As the fourth quarter of 2016 came to an end cross-border investment volumes jumped by 45 percent to nearly $100 billion, comprising 49 percent of all real estate transactions. In absolute terms this volume represents the third highest quarterly level of cross-border investment since 2009. Some of the biggest increases in outbound capital flows last year came from investors in France, South Africa, and Saudi Arabia. Combined, they exported nearly $17.2 billion in capital, 17 percent of the total global cross-border volume. French outbound investment increased by 65 percent, from $6.8 billion in 2015 to $11.3 billion in 2016. Meanwhile, South African and Saudi Arabian outbound volumes jumped from $1.4 billion and $281 million in 2015 to $3.5 billion and $2.5 billion respectively in 2016.
Each country saw a major investor conduct a ‘mega-deal’ during the year, which contributed to the dramatic increase in outbound volumes. In May, 2016, Saudi Arabia based Olayan Group acquired 550 Madison Avenue, a Midtown Manhattan office tower, for $1.4 billion. Redefine Property, a South African REIT, purchased a 75 percent stake in the ‘Echo Commercial Platform’, which included 10 retail and 6 office assets located throughout Poland, for just over $1 billion. The deal was the largest recorded transaction in Central and Eastern Europe and the single largest cross-border purchase by a South African investor to date. Finally, French investors Primonial REIM and Fonciere des Murs each bought a German portfolio, for $1.1 billion and $915 million respectively. Together, these four deals accounted for about $4.4 billion, or 26 percent of the total volume of the outbound capital from France, South Africa, and Saudi Arabia in 2016.

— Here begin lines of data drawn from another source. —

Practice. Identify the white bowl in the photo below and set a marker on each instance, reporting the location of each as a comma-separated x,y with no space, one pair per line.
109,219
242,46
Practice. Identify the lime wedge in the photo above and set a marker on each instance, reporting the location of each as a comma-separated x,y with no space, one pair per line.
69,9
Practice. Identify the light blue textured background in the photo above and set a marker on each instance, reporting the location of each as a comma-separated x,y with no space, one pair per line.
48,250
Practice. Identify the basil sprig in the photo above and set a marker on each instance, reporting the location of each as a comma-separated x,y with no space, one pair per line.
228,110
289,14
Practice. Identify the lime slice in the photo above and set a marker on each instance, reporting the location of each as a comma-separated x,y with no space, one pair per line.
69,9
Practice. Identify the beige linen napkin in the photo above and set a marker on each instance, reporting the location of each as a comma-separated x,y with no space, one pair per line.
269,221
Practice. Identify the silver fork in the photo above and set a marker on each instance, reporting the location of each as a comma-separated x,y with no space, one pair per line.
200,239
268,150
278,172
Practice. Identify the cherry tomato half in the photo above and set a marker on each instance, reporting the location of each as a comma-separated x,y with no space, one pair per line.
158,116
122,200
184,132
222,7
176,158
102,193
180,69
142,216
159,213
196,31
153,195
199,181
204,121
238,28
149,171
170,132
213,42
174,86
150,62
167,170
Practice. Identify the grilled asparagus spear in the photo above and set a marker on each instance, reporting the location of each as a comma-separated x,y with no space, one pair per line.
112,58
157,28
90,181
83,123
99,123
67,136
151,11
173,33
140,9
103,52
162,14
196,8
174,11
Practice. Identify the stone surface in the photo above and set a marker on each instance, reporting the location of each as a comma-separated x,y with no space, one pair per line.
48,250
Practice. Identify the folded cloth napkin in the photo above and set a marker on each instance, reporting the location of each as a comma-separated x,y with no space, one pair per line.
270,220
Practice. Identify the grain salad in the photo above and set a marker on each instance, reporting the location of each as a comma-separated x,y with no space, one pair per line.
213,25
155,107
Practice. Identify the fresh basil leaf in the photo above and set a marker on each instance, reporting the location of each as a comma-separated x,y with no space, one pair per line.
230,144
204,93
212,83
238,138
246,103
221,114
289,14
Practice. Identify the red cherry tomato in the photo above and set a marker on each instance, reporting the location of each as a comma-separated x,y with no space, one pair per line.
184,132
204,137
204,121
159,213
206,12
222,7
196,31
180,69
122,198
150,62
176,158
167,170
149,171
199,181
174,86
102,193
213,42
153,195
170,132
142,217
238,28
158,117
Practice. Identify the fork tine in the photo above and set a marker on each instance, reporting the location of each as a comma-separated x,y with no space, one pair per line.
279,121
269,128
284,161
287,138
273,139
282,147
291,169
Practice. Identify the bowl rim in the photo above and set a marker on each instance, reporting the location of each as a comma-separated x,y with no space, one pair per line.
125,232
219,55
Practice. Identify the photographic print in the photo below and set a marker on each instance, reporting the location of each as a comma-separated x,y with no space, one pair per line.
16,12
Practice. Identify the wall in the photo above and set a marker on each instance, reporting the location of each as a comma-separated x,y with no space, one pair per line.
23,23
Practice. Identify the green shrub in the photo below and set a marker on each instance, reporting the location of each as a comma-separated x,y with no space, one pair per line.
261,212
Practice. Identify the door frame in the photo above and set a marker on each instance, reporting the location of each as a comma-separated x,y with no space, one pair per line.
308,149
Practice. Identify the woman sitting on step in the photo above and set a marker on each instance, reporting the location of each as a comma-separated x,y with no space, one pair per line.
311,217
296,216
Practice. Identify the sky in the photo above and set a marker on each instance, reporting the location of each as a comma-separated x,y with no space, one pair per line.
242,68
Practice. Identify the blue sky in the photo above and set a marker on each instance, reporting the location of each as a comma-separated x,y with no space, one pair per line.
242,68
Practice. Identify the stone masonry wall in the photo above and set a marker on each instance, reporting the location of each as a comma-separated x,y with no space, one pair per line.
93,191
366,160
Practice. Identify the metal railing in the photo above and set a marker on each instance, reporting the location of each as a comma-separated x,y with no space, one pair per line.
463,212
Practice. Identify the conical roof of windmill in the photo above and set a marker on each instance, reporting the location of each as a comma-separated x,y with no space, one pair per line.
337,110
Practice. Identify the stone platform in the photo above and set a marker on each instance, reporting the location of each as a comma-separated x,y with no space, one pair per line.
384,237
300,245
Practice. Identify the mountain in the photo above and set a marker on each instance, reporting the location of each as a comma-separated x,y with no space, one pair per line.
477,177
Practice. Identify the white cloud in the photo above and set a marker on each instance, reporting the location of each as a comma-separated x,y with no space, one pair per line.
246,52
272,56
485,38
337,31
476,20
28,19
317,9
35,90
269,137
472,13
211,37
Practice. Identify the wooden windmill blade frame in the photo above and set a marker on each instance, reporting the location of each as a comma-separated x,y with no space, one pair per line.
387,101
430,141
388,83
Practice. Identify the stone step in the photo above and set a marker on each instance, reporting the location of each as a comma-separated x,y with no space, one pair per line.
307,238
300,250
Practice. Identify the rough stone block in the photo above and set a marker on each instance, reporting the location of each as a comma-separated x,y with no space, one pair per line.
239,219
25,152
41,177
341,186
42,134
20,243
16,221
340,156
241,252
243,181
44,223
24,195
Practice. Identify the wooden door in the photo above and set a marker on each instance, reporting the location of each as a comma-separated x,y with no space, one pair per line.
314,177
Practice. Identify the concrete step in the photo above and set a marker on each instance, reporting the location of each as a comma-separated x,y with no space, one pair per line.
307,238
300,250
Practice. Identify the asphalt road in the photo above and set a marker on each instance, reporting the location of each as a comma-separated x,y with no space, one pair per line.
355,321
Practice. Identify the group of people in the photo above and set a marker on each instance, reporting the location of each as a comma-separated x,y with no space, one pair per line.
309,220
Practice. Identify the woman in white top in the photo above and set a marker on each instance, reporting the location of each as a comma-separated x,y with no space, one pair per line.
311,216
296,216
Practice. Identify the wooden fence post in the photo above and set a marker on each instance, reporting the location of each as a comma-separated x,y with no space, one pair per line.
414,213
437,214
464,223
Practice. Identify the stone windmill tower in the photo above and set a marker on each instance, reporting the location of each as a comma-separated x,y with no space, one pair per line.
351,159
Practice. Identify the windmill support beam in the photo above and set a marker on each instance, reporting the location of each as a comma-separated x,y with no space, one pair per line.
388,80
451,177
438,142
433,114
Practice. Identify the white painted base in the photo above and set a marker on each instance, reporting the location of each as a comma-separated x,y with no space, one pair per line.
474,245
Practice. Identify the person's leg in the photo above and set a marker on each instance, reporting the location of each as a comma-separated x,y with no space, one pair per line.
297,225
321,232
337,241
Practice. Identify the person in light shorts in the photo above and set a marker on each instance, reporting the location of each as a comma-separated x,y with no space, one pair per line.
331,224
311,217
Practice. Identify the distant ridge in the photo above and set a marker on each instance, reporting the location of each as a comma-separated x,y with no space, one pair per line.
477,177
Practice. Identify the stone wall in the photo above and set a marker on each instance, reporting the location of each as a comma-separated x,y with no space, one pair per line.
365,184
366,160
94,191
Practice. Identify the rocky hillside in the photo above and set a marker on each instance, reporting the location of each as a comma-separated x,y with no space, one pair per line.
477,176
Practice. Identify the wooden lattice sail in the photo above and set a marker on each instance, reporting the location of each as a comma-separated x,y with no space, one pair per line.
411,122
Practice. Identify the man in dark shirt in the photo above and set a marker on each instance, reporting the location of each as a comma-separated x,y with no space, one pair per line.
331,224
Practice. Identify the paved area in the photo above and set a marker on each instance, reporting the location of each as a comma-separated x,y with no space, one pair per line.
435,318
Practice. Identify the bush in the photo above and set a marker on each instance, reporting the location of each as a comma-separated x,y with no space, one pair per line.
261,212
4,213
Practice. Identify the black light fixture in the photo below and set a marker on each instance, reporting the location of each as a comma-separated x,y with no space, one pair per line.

Last year, most of the French and Saudi Arabian outbound investment targeted the developed markets of Western Europe and the US. On the other hand, an overwhelming majority of the South African outbound capital in 2016 bypassed these regions, preferring Central and Eastern Europe instead. Surprisingly, 95 percent of all South African cross-border investment was destined for CEE, with only the remaining 5 percent finding its way to Western Europe. Assets in Poland, Romania, Croatia, Serbia, and the Czech Republic, the five largest recipients of South African cross-border investment, offer higher yielding investment opportunities in alternative and potentially less volatile currencies. The scale and volume of investment by South African investors outside of the traditional investment hubs of North America and Western Europe highlights the relative value that can be found in the emerging markets of CEE, and emphasizes the importance that cross-border investment plays in global real estate markets.
While much of the story in 2016 has been about the rising influence of Chinese capital in global real estate markets, the importance of traditional, and non-traditional, sources of capital cannot be understated. As the growth and development of capital markets across the world makes real estate more accessible, investors stand to benefit from a greater number of opportunities not just in their home countries but also outside of them.